Inverses and orders in the group $Z_5$ Ill like some guidance to solve this kind of question ( I have many like this) and I have no clue what I need to do here:
I need to find 
$$g^{-1}$$
 and 
$$o(g)
$$
when $G$ is $Z_{_5}$.
adding - is I have G is $Z^x_{_5}$ what group is this????
 A: For each element $g \in G$, compute $g$, $g^2$, $g^3$, ... until you reach 1. The order is the number of steps you make; the inverse is the last element before you reach 1.
A: So $\mathbb{Z}_5 = \{[0], [1], [2], [3], [4]\}$ is an additive group (so we can/should write $-g$ for $g^{-1}$). You should try to write out the whole addition table. That way you will be able to see what the inverse of an element is.

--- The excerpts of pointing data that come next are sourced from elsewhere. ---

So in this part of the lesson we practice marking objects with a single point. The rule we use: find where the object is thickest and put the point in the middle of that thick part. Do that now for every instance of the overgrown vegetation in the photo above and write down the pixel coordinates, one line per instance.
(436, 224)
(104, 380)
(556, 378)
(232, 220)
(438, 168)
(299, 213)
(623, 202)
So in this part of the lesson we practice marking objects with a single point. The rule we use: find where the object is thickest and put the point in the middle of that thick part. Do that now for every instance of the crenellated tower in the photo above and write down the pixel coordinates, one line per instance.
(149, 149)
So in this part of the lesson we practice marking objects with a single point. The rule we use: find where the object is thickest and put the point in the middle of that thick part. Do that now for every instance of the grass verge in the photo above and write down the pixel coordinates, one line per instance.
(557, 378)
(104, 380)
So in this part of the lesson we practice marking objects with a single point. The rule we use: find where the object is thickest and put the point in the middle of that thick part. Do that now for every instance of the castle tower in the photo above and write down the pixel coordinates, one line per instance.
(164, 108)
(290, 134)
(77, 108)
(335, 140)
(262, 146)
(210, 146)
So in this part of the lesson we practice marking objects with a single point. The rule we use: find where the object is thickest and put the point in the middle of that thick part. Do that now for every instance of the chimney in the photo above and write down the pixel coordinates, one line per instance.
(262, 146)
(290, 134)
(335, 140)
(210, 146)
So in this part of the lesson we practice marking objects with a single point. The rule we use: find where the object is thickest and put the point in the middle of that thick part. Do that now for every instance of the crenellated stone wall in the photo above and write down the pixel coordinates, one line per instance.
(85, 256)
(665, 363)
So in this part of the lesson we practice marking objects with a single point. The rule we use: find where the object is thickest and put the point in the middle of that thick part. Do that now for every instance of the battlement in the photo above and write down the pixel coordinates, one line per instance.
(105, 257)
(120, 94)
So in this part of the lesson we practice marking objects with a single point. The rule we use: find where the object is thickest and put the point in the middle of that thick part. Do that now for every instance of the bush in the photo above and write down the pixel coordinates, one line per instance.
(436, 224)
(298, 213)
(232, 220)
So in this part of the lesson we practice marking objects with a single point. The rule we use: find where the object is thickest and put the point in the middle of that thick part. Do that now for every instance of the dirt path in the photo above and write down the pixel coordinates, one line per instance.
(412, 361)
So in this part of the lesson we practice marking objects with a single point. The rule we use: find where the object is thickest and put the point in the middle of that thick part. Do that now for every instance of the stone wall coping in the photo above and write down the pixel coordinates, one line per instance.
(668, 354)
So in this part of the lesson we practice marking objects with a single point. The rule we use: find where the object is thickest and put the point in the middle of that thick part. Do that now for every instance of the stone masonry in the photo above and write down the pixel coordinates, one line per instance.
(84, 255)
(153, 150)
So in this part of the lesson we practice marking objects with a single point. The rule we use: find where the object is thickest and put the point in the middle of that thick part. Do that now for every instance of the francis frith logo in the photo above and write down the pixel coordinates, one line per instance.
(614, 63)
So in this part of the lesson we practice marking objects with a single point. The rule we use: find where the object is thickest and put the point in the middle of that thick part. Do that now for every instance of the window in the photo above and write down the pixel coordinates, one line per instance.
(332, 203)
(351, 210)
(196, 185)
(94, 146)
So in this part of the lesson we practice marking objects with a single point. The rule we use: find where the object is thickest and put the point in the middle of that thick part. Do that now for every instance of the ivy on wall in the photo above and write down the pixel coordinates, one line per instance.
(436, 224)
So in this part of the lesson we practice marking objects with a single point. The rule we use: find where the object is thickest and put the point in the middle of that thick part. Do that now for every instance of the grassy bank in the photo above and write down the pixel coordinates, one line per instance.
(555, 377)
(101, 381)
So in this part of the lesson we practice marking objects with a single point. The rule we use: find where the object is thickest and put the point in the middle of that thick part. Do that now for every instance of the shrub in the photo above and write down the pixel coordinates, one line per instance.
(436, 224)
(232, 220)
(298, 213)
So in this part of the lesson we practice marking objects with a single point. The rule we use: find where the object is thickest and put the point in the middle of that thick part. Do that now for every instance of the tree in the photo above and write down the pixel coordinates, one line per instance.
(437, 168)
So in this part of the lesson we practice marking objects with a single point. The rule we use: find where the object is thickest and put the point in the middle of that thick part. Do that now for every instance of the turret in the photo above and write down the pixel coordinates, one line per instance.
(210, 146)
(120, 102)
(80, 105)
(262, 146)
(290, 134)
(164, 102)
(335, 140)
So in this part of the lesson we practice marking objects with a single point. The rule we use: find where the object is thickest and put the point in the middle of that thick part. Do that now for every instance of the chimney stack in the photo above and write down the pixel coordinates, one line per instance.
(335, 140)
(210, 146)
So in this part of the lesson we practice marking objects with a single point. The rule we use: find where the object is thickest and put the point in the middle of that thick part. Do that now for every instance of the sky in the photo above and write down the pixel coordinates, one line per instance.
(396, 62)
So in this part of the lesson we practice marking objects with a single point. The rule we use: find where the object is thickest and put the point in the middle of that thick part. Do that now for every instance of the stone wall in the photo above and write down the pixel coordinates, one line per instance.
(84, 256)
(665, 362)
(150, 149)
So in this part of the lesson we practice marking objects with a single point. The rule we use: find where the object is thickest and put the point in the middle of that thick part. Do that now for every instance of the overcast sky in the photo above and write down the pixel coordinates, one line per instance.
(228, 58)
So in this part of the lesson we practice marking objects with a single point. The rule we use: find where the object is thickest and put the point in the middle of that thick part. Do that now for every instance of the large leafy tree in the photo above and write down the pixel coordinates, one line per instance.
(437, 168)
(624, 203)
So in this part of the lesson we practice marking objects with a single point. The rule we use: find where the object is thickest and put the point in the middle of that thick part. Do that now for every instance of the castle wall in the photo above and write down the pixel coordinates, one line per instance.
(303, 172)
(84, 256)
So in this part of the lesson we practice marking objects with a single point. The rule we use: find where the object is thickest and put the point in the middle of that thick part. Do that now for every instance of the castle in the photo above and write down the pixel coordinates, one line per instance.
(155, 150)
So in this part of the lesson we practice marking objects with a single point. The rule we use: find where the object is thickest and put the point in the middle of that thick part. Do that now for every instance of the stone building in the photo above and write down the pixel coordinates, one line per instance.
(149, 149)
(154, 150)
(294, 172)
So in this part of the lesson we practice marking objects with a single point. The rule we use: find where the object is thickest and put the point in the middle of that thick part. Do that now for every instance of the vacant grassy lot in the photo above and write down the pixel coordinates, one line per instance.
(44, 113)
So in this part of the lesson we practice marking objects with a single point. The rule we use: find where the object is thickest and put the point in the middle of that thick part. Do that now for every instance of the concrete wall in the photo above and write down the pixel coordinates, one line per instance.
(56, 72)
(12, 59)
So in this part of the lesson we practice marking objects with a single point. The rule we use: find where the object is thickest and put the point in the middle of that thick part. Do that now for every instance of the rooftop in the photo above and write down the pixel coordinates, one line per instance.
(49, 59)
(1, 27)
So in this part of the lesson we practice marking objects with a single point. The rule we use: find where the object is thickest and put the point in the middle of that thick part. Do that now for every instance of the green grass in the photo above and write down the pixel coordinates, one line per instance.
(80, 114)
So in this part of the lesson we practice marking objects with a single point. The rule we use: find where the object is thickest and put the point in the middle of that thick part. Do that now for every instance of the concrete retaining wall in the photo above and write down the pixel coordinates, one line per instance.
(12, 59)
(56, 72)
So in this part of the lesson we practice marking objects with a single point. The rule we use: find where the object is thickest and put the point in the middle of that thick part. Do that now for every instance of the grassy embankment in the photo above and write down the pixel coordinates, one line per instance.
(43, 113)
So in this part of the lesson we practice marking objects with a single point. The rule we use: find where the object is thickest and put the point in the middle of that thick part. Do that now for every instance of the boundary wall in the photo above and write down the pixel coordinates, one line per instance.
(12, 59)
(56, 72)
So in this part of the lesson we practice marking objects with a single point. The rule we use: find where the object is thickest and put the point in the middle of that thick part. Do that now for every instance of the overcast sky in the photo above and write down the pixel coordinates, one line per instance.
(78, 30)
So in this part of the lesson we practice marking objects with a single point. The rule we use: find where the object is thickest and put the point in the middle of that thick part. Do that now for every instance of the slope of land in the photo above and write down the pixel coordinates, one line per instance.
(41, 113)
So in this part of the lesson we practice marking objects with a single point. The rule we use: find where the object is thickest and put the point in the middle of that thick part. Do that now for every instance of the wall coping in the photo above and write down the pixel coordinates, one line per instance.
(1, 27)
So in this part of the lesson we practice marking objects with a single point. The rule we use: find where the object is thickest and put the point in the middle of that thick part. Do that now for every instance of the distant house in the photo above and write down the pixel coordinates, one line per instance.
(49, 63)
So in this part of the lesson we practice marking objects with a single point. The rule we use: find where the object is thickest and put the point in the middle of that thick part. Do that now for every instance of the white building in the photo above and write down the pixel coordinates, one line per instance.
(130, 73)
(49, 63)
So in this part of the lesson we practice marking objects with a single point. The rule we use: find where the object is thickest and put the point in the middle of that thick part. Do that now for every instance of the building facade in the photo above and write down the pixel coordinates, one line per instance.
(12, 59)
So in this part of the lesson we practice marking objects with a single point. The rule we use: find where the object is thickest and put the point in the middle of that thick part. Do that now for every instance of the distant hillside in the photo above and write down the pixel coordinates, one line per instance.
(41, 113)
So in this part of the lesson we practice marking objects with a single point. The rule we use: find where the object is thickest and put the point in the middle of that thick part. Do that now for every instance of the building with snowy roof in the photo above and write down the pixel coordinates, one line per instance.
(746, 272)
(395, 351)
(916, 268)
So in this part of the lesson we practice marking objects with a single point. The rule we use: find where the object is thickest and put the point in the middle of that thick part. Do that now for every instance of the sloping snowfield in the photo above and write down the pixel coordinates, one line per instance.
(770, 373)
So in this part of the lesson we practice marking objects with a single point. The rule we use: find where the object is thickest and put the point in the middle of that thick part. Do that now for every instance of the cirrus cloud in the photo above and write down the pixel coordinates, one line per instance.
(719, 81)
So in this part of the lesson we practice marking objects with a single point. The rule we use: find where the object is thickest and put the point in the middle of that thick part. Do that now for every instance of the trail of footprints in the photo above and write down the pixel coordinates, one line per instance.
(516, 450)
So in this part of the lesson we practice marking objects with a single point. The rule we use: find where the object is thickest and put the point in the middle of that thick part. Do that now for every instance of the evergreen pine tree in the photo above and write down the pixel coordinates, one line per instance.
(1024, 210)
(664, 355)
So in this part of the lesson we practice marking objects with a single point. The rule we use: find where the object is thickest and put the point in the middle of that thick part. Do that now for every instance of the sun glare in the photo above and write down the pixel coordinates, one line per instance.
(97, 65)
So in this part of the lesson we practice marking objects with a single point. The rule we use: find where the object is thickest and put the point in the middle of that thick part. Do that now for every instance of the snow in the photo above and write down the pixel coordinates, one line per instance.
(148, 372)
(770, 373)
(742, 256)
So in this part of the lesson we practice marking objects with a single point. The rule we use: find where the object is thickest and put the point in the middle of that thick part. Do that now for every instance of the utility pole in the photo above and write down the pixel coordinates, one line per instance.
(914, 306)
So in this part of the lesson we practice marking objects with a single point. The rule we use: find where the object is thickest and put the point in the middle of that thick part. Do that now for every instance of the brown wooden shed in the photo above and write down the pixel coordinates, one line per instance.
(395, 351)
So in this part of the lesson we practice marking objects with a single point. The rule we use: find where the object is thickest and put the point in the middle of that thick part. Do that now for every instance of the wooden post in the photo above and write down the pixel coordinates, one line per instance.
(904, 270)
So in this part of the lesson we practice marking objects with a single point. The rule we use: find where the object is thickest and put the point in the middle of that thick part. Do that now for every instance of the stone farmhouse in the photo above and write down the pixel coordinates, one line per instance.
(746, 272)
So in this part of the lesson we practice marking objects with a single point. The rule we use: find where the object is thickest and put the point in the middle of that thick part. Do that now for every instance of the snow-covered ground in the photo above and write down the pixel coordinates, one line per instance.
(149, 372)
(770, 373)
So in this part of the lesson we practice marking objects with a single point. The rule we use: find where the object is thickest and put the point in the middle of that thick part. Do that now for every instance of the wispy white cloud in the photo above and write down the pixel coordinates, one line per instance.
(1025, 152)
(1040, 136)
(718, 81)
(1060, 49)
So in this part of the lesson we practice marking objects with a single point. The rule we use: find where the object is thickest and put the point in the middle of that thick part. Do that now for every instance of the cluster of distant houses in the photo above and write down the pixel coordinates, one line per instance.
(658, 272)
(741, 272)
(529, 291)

So for example, for $g = [2]$ you have that $[2] + [3] = [5] = [0]$, hence the inverse of $[2]$ is $[3]$.
To find the order of an element you keep adding it to itself until you reach $[0]$. So for example of $g = [3]$, then you have $[3] + [3] + [3] +[3] + [3] = [15] = [0]$. So the order of $[3]$ is $5$. (Note here that adding $[3]$ to itself less times will not give you $[0]$.
Added: You ask about the group $\mathbb{Z}^{\times}_5$. It is a multiplicative group. We take the additive group and remove $[1]$. So we have
$$
\mathbb{Z}_5^{\times} = \{[1], [2], [3], [4]\}.
$$
Now the composition of elements is multiplication. So we have for example that $[3]\cdot[4] = [12] = [2].$ Or we have that  $[2]^{-1} = [3]$, because $[2]\cdot [3] = [2\cdot 3] = [6] = [1]$. For the order of an element we now just use multiplication. So for example if $g = [2]$, then $[2]\cdot[2]\cdot[2] = [6] = [1]$, so the order of $[2]$ is 3 (again noting that any power  of $[2]$ less than $3$ will not give $[1]$). 
Another note is that taking the units (i.e. putting the ${}^\times$ on $\mathbb{Z}_n$) doesn't always mean that you just take away zero. You are simply asking for all the elements that have a multiplicative inverse. As suggested in the comments to your question, you can take a look at the Wikipedia article about the multiplicative group.